The convergence of all three has the state's political strategists in both parties already strategizing how it will affect their own campaigns—and beating their chest that no other state in the country is as big a battleground in 2016. "It is the only state in nation, to my math, that is a guaranteed presidential battleground that has a top gubernatorial race and potentially a top Senate race," said Morgan Jackson, a Raleigh-based Democratic strategist. "And it makes North Carolina ground zero for the 2016 cycle."
Jackson isn't quite right: New Hampshire, which has a governor's election every two years, might yet have a competitive Senate and governor's race if Democratic Gov. Maggie Hassan decides to run against Republican Sen. Kelly Ayotte. But it's a telling indicator for the excitement of North Carolina's political strategists that many of the men and women running campaigns in 2016 started preparing for races before the 2014 contests even ended.
In September, for instance, Burr dispelled rumors that he would retire and announced he would run for reelection. A month later, the Natural Resources Defense Council ran issue-based TV ads targeting not then-GOP Senate candidate Thom Tillis, but rather Gov. McCrory. Behind the scenes, the action was even busier. According to strategists in both parties, operatives tied to the state's biggest prospective campaigns were quietly organizing super PACs and other independent efforts to prepare.

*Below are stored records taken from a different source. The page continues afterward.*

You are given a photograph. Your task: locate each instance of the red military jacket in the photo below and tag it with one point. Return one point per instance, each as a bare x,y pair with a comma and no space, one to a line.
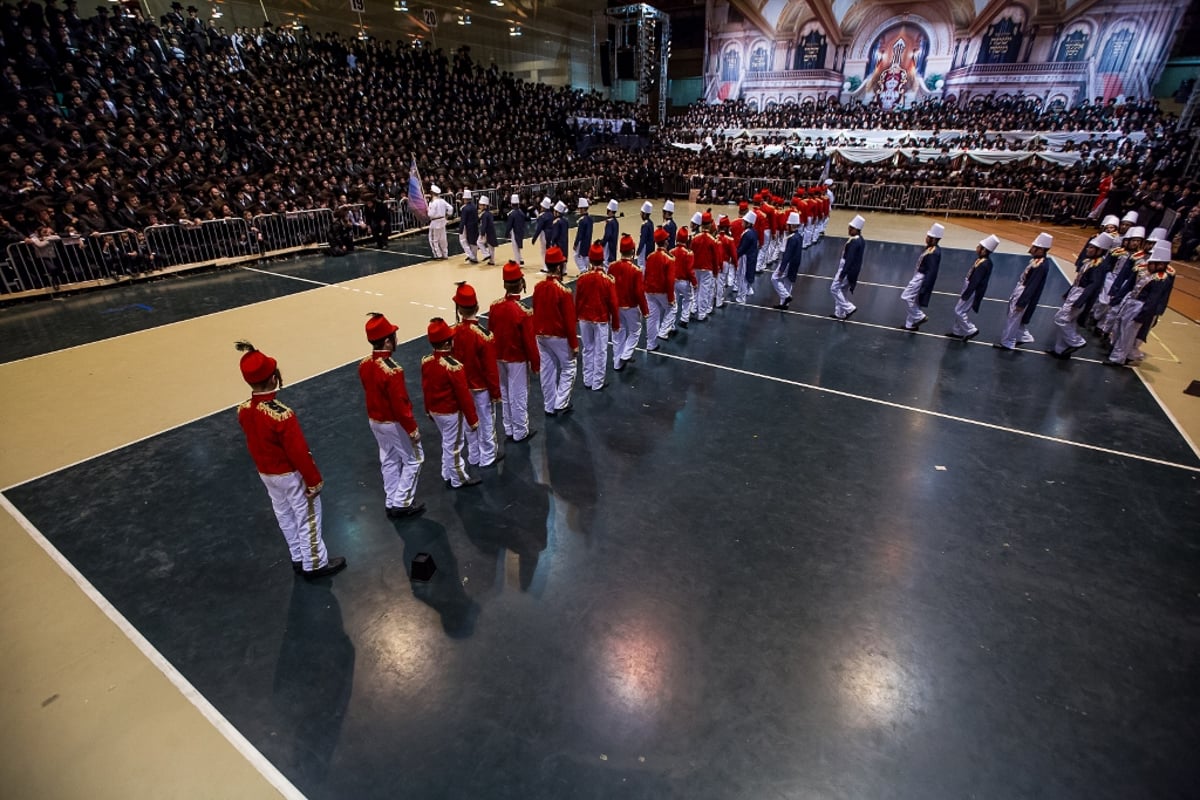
660,274
444,384
553,311
475,349
630,286
383,382
595,299
684,260
513,330
275,439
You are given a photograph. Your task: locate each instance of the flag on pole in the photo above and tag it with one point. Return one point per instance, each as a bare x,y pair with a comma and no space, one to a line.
417,194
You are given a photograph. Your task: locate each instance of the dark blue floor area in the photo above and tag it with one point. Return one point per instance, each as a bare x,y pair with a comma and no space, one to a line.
700,584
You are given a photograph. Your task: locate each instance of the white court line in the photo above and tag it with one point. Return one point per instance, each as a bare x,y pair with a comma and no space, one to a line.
942,415
898,329
243,745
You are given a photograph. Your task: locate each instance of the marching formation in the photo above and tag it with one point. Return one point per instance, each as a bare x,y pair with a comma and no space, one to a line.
665,281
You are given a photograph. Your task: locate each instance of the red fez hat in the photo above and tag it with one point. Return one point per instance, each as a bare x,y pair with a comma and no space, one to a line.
513,271
256,365
378,328
465,296
439,331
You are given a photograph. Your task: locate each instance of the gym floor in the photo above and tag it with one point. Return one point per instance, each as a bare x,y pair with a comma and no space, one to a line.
781,557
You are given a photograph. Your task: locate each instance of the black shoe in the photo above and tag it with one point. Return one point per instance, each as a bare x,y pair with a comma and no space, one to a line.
334,566
401,512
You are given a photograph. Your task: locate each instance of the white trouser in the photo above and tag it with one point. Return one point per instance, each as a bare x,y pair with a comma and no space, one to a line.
515,397
594,346
657,320
453,428
468,247
1125,331
683,301
781,284
625,340
1065,320
438,242
910,295
557,372
299,518
705,293
840,286
481,441
400,461
963,324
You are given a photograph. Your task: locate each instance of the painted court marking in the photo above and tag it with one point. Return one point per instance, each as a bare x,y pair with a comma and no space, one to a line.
217,720
927,411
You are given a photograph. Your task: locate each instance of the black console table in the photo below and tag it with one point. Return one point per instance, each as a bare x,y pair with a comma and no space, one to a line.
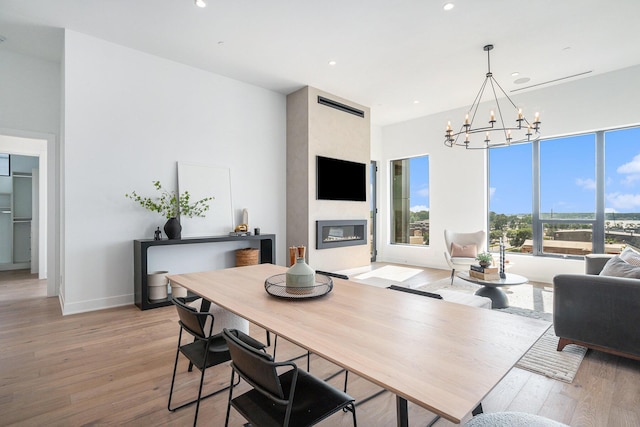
140,248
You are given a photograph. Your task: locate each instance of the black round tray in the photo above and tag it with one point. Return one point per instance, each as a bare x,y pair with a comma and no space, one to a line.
277,286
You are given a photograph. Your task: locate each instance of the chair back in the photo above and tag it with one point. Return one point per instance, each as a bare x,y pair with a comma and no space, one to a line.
192,320
255,366
476,238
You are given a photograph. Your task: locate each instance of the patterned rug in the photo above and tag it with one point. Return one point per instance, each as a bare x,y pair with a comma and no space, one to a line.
542,358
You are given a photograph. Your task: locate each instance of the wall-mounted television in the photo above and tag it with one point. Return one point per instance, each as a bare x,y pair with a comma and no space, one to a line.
340,180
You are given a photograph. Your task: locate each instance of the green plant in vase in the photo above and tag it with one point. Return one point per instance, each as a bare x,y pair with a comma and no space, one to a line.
171,205
485,259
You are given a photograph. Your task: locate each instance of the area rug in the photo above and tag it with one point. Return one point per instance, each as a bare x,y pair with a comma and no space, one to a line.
542,358
387,275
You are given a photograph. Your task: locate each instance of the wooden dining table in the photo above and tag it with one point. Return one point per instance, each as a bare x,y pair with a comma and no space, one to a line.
442,356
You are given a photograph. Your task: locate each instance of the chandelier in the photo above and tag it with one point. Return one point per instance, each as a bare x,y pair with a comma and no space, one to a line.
496,133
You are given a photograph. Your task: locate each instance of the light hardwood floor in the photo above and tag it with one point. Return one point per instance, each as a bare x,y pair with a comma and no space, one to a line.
113,367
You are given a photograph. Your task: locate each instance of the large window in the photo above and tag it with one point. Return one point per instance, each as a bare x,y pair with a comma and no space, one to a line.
410,201
583,194
5,165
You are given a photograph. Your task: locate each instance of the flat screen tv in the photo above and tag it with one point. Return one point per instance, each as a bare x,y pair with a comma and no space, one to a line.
340,180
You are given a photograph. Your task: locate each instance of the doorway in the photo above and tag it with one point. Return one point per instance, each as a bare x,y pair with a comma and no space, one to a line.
31,145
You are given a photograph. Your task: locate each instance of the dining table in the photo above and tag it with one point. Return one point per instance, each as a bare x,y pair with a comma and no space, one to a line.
443,356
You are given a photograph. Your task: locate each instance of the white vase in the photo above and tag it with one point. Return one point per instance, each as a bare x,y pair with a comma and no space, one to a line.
300,278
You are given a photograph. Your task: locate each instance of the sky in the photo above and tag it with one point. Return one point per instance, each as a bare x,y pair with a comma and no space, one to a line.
567,183
419,183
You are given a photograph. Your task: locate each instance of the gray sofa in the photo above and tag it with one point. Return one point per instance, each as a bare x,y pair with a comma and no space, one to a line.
598,312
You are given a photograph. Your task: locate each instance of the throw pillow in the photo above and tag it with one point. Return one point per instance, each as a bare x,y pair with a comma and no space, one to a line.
617,267
463,251
631,256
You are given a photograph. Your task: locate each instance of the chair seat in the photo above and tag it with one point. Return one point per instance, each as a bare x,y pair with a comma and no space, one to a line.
218,352
314,401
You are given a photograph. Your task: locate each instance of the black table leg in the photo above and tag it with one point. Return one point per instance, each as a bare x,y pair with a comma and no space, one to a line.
401,410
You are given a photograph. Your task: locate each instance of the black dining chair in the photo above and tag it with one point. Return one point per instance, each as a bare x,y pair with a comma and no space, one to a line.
204,351
281,394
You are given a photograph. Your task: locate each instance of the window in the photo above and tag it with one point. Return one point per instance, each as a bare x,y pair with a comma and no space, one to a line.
584,194
510,195
5,168
410,201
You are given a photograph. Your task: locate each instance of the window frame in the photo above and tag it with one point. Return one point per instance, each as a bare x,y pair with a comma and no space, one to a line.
392,216
598,223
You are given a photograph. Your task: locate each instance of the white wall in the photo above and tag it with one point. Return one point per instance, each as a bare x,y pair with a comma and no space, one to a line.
128,118
458,180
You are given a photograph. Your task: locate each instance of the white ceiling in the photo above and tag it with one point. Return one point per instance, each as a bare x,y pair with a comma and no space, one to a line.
388,53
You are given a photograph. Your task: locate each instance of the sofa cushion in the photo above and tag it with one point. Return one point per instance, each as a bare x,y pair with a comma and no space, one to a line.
463,251
617,267
631,256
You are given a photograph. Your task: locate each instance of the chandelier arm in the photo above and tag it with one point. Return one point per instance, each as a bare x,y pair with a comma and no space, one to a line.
477,100
524,119
520,135
495,96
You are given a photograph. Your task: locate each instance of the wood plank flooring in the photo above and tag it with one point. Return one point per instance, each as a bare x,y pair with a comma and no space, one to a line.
113,367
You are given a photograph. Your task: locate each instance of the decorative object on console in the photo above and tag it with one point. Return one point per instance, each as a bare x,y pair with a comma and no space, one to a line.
178,291
523,131
173,228
171,205
247,256
157,285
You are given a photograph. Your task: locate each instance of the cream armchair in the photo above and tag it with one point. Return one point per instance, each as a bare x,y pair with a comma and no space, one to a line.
464,253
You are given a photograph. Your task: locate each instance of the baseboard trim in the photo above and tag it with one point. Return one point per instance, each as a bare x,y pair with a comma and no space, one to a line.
96,304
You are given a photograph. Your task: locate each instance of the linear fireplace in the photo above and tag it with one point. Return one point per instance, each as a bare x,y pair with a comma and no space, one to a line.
338,233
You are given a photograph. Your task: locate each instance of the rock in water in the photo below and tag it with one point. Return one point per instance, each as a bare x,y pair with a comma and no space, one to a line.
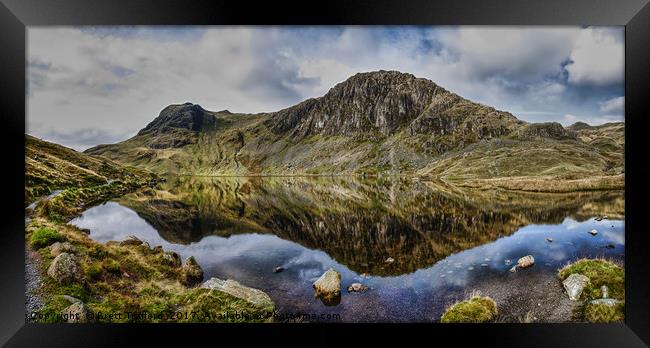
328,287
526,261
65,269
192,272
254,296
574,284
357,287
131,240
57,248
76,313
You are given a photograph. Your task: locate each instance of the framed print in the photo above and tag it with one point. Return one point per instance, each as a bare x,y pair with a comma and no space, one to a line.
383,170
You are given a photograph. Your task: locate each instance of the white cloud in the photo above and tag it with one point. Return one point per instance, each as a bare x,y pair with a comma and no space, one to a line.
81,82
522,55
614,105
597,57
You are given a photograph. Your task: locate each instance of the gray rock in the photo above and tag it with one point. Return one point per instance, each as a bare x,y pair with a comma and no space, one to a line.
172,258
526,261
57,248
328,286
610,302
76,313
254,296
71,299
192,272
574,284
131,240
65,269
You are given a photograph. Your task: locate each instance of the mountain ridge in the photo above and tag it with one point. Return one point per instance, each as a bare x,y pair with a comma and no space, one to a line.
374,122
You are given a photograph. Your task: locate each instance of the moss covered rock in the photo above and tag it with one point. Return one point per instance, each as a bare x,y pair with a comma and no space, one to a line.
192,272
475,310
65,269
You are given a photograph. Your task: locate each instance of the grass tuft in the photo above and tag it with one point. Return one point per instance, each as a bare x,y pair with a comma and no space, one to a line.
43,237
600,272
477,309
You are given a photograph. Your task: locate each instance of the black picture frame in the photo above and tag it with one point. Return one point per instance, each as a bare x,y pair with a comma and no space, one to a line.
16,15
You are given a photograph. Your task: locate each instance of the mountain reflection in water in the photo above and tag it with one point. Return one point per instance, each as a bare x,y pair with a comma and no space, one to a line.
443,239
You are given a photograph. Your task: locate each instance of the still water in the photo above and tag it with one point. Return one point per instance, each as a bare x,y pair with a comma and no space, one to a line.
445,241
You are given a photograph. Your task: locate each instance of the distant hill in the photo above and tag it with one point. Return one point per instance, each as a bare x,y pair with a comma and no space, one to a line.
50,167
377,122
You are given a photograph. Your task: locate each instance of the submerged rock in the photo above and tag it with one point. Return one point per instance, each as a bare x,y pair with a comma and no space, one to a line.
328,287
526,261
76,313
357,287
131,240
65,269
57,248
574,284
254,296
192,272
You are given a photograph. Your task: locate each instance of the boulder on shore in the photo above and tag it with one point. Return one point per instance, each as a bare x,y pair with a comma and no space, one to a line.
65,269
328,287
254,296
57,248
172,258
76,313
192,272
574,284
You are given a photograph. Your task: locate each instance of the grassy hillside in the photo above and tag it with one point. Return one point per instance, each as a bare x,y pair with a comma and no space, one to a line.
83,179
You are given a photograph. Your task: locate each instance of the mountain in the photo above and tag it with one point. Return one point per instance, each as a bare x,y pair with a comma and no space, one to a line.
377,122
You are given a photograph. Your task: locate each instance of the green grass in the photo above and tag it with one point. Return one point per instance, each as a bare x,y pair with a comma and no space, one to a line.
601,313
600,272
44,237
477,309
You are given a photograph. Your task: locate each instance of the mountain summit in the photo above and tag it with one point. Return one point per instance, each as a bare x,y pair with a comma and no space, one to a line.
371,123
388,102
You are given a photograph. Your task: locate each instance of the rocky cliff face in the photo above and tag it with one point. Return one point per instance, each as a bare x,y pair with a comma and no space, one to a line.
176,126
187,116
383,121
387,102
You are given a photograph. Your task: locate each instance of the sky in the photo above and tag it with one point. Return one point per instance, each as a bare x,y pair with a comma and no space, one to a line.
96,85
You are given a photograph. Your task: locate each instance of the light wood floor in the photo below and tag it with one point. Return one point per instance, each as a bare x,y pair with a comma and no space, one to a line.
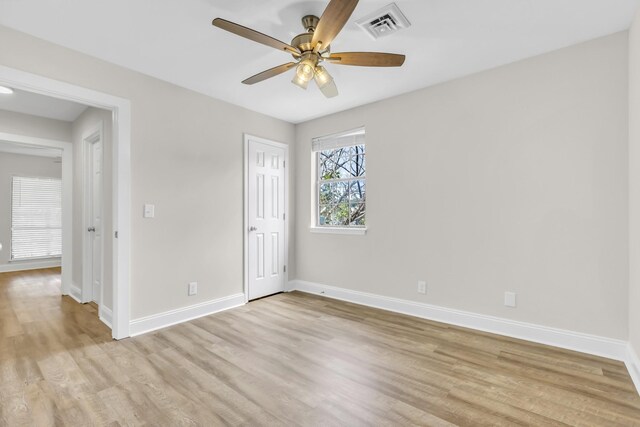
292,359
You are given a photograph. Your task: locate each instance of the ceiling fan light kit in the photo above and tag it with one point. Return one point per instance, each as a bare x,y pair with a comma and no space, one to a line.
312,48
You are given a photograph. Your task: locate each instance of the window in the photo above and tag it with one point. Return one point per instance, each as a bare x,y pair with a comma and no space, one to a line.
341,180
36,218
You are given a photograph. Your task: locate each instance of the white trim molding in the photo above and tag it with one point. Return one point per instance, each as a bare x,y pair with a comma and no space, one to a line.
30,265
577,341
105,315
172,317
75,292
633,366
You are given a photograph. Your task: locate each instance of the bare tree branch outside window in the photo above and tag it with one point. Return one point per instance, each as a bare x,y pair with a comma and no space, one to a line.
341,187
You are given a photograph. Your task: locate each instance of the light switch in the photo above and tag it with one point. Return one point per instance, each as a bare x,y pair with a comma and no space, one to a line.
149,211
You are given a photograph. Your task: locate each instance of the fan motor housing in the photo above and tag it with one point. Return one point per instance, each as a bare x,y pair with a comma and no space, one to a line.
303,42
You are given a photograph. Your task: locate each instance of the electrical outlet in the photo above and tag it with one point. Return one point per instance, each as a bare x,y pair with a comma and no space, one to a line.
193,288
422,287
510,299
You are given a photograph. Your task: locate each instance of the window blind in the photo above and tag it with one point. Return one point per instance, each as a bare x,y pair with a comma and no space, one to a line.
338,140
36,218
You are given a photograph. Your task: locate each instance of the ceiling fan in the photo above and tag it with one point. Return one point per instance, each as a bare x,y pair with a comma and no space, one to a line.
312,48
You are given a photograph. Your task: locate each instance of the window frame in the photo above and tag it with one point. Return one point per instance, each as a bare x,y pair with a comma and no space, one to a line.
11,216
316,227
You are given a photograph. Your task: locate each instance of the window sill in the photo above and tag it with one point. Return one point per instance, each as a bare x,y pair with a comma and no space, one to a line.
339,230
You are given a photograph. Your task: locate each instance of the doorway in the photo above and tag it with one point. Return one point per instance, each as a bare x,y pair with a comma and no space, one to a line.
266,223
120,182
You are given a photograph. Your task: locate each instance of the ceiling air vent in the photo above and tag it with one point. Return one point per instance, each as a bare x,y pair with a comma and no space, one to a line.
384,22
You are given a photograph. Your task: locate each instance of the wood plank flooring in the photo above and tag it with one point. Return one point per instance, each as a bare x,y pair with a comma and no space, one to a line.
292,359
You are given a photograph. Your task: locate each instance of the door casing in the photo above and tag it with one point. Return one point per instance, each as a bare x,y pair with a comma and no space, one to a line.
93,136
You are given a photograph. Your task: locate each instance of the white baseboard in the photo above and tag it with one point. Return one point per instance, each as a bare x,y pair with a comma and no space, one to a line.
75,293
29,265
106,315
577,341
162,320
633,365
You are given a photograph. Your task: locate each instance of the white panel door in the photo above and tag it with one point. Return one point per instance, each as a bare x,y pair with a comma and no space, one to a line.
266,219
96,219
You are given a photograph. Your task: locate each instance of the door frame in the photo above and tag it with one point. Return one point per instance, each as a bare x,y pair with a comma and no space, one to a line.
245,223
121,176
66,149
93,136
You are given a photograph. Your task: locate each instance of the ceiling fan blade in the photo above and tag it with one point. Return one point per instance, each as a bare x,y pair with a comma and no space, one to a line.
367,59
332,20
272,72
254,35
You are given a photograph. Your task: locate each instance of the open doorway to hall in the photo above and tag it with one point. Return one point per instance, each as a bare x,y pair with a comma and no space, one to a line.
55,198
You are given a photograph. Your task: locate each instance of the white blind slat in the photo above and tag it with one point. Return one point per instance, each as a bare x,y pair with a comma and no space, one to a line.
36,217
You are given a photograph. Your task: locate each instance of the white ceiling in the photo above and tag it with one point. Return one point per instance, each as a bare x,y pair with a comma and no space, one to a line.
175,41
40,105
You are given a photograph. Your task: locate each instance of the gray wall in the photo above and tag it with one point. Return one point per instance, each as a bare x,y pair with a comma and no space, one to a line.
634,184
186,157
39,127
511,179
22,165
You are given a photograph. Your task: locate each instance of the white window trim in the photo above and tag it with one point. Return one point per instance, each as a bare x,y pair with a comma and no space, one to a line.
32,258
315,208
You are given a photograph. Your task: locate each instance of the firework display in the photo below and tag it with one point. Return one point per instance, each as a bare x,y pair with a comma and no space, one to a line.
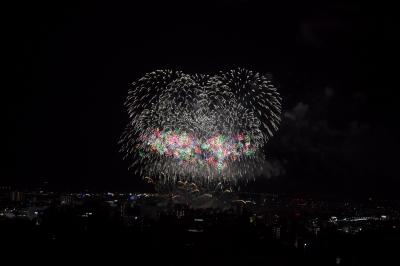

"It's hard to believe what we just went through with the Senate race would duplicated or exceeded, but in all probability, it will be," said Carter Wrenn, a longtime GOP strategist in North Carolina. "Who knows what could happen in two years, when we have three major races?"
While the governor's race is largely in place, as of yet it's still unclear who will challenge Burr.
North Carolina Democratic operatives say there are two potential candidates everyone else in the prospective field will watch to see what they do first: Anthony Foxx, the former Charlotte mayor and current Transportation secretary, and Hagan, who narrowly lost her bid for a second term in the Senate in November.
"Those are the top two candidates—period," Jackson said. "Everyone else is a few notches down."
Foxx, who is African-American, would be the first choice of many North Carolina Democrats, who say he would form a "dream ticket" with Hillary Clinton (a woman) and Cooper (a conservative Democrat) that would appeal to all corners of the party's coalition. But many Democrats dismiss the possibility that the former mayor, who arrived in Washington just last year, would return to North Carolina in 2016 to challenge Burr, and the Republican senator himself has said Foxx promised he wouldn't run against him.
If he doesn't, Democrats would likely turn to Hagan. Whether she would run again is unclear—one source close to the senator, who would like to see her run in 2016, told National Journal that "she is focused on finishing out her term and has not given any thought to what the future might hold." But her name recognition and fundraising prowess would guarantee the party a credible nominee despite her recent defeat.